UA swim team's reputation paying dividends for coach

UA swimming coach Eric Hansen, part of the Team USA coaching staff that departs for the World Championships in Barcelona, Spain, on Tuesday, said his team's reputation as a national power has made recruiting less frenetic. "On July 1, I was ready to start calling the top breast-strokers in the country but by the time the NCAA allowed me to make calls, about 20 top breast-strokers had already reached out to us," he said. … Salpointe Catholic High grad Augie Busch, who helped coach Arizona to the 2008 men's and women's NCAA swimming championships, accepted the head coaching job at Virginia last week. Busch had been the head coach at Houston for the last two seasons. … Sahuarita sophomore-to-be Sati Santa Cruz opened his high school and freshmen season last year with an 11-game hitting streak, batting .482 and becoming one of the top prospects in the state. The 6-foot 2-inch 210-pound first baseman made even more of an impression in summer ball, earning a spot on the 40-man roster of USA Baseball's 17U national team, which will hold its camp Aug. 12-16 in Cary, N.C. Not only that, Salpointe sophomore-to-be Jio Orozco, who hit .435 as a sophomore, and Cienega senior-to-be Andre Jackson, who hit .409 as a Bobcat junior, also made the 40-man list. … Former UA pass rusher Joe Tafoya, a seven-year NFL player, owns a Seattle-area firm, Jump It Media, that has been hired by the Seattle Seahawks in an attempt to set a Guinness Book of World Records standard for crowd noise. Tafoya, a Wildcat starter in 1999 and 2000, will attempt to create a decibel level in excess of 131.77 at the Seahaws-49ers game Sept. 15 at Seattle's Century Link Field. I'm a bit dubious about those numbers: Some of the UA-UCLA basketball games at McKale Center had to come close to that level. … Cienega High grad Brandon Burnett, whose freshman basketball season at Indiana State was highlighted by a six-point second half in the NIT against Iowa, has been selected to play on an NCAA D-I all-underclassmen's team next month for eight games in Germany, England and Belgium. Burnett played 18 games at ISU last season and is expected to contend for a starter's job in 2013-14.

My two cents

Memorial today a proper tribute to Metz

It's fitting that late Tucson educator, coach, ballplayer and sports official Dean Metz will be remembered today in a special McKale Center celebration of his life at 5:30 p.m.

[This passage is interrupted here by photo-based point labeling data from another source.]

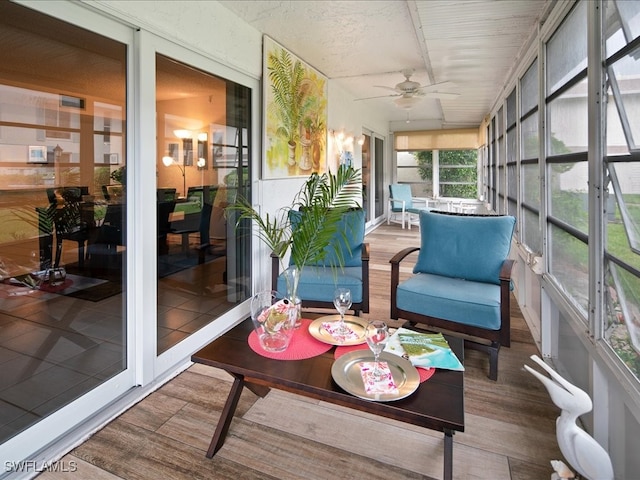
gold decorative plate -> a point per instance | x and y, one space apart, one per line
346 373
356 324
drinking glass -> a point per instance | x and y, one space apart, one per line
377 335
342 302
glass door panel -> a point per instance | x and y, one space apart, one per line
203 132
62 244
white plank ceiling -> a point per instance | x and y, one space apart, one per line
363 45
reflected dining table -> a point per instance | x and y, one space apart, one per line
437 404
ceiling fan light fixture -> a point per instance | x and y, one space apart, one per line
407 102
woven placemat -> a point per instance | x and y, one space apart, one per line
302 345
425 373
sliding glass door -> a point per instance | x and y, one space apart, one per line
63 158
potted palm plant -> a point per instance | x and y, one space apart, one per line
305 228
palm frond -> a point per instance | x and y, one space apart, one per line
309 226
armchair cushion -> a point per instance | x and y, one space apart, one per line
470 303
451 246
319 283
349 239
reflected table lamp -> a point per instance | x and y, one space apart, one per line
168 161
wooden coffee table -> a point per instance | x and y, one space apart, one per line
437 404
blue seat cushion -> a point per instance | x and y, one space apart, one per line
319 283
453 299
473 248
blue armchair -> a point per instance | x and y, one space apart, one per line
403 208
461 281
318 282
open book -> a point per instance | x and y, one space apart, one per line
423 349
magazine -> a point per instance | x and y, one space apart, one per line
423 349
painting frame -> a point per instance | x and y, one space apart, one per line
295 145
37 154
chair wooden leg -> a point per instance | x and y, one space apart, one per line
494 349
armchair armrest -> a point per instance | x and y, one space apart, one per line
398 257
275 270
505 271
395 276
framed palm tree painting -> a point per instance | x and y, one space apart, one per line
295 114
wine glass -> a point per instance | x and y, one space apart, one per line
377 335
342 302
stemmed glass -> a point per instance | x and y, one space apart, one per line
377 335
342 302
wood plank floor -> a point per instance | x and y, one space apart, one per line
509 434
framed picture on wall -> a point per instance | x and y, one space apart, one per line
111 158
37 154
295 126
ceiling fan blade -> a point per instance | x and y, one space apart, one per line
393 89
379 96
441 95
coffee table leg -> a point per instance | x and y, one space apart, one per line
448 454
226 416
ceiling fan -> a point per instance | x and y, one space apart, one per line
408 93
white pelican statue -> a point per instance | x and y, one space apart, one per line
580 449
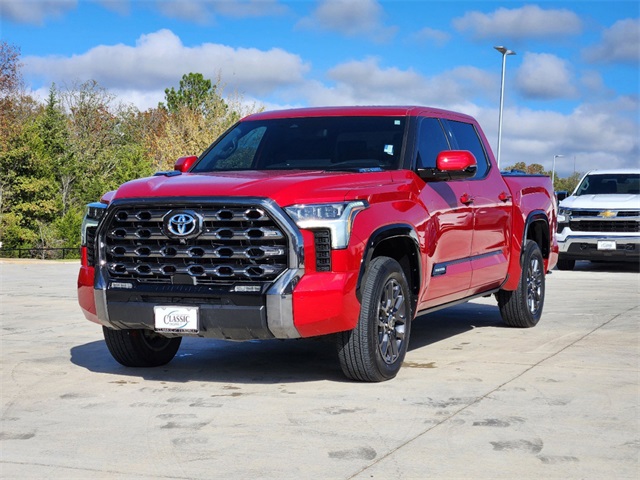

Metz, who died at 78 of heart and kidney problems recently, played basketball for the Wildcats in 1955 and 1957 and coached Canyon del Oro into the state baseball finals in 1977 and 1979. He was the timekeeper at McKale Center and Arizona Stadium for about 30 years. He seemed to know everybody; his big, bold laugh and happy face made him a friend to thousands.

Among those scheduled to speak tonight are NFL referee Ed Hochuli, who played for Metz at CDO in the late 1960s and got his start, as a high school official, under Metz's guidance in the 1970s. Also, former Amphi teammate Glenn Ezell, who was the director of the Detroit Tigers minor-league system, will return to Tucson for the occasion. Ex-Pac-12 football referees Bobby Rauh and Jim Fogltance and two-time Pueblo High School state champion basketball coach Roland LaVetter plan to attend and speak about their old friend.

That's a good start on a Who's Who list of Tucson sports figures of Metz's generation. It's a group to which he comfortably belongs.